Our final visit on the tour was to a procuitto factory where thousands of gleaming, semi-cured pig legs were hanging from twine in dozens of rooms. For one tourist, the sight of thousands of severed pigs legs was unsettling enough to send her outside to compose her self after heaving silently in the first meat locker. Conversely, I couldn’t have been any hungrier. I poked the taught skin of the legs which gave slight yield to the soft meat directly behind it and started fantasizing about taking a large bites out of each leg like a fearsome T-Rex or a homeless man on bath salts.
The Facts of Italian Procuitto:
- Only two pigs are used in the formation of procuitto: Landrace and Large White.
- The pigs for procuitto are either from females or castrated males.
- Only pigs born and raised in Italy are used in true PDO-certified Italian procuitto.
- Procuitto must be aged a minimum of 14 months before being sold.
- When possible, buy procuitto that is sliced directly from the leg. This will ensure you don’t get a product full of cancer-causing nitrates and nitrites.
The one take-away from this visit was that good food takes time. You can’t expect to cook a decent meal in 10 minutes, nor can you expect a balsamic, prociutto or Parmigiano-Reggiano of any substantial quality without a allow for a little time and patience.
After the tour we were taken to a “secret eating place” up in the mountains where an 85 year old grandma chef cooked an amount of food that showed she neither understood the meaning of modest portions, nor did she care. And frankly, neither did anyone else.

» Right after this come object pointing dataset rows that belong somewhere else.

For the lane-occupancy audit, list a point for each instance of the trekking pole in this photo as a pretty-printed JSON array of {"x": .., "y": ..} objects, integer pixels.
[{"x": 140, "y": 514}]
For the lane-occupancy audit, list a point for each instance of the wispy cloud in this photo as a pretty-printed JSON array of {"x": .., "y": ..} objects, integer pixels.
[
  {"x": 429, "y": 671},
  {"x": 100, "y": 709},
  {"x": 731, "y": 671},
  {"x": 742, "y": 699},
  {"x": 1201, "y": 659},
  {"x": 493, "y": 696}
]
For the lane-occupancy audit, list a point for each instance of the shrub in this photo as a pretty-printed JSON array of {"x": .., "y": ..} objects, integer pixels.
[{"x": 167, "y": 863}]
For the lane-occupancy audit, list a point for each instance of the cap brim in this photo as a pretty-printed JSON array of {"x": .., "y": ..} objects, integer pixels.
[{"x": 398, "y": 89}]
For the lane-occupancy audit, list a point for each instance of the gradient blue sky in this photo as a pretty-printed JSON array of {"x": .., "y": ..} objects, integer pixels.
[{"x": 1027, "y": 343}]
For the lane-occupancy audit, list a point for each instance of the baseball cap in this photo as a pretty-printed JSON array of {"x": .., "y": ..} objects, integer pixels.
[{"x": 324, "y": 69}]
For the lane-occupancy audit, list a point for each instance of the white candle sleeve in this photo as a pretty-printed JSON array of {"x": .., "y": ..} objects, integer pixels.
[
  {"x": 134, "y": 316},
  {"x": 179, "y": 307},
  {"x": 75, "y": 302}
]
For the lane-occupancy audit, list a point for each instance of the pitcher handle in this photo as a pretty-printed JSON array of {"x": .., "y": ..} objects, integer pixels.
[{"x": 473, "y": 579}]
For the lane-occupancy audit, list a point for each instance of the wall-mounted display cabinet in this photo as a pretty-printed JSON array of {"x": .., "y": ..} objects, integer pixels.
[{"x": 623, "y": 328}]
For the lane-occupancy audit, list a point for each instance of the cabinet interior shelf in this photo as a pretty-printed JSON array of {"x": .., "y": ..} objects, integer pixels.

What we had during lunch was:
- Porchini tortelloni
- Black truffle tortelloni
- Ravioli with Bolognese
- Pork sausage and procuitto tortellini in a crème fraiche sauce
- Braised rabbit
- Roasted rack of lamb
- Grilled eggplant, mushrooms and zucchini
- Chocolate and rum shooters
- Abdominal pain
To the surprise of nobody, I regrettably ate everything set in front of me and was uncomfortably full. After lunch, while my taxi drove forty minutes down an extremely narrow and winding mountainous road toward my apartment, I fixated on the passing greenery and perfectly rolled hay bales to keep my stomach from releasing its contents over the taxi’s pristine interior. I began mentally bargaining with every deity and prophet under the sun in hopes that one under any of the religious umbrellas would hear my pleas and let me hold my lunch. Yahweh, Allah, Jesus and/or Oprah, help me. Just as the nausea subsided, we passed a goat who was fresh on the squat, defecating near a trench, and my stomach churned violently.
When an Italian invites you to lunch, eating pants are a mandate. Lesson duly noted.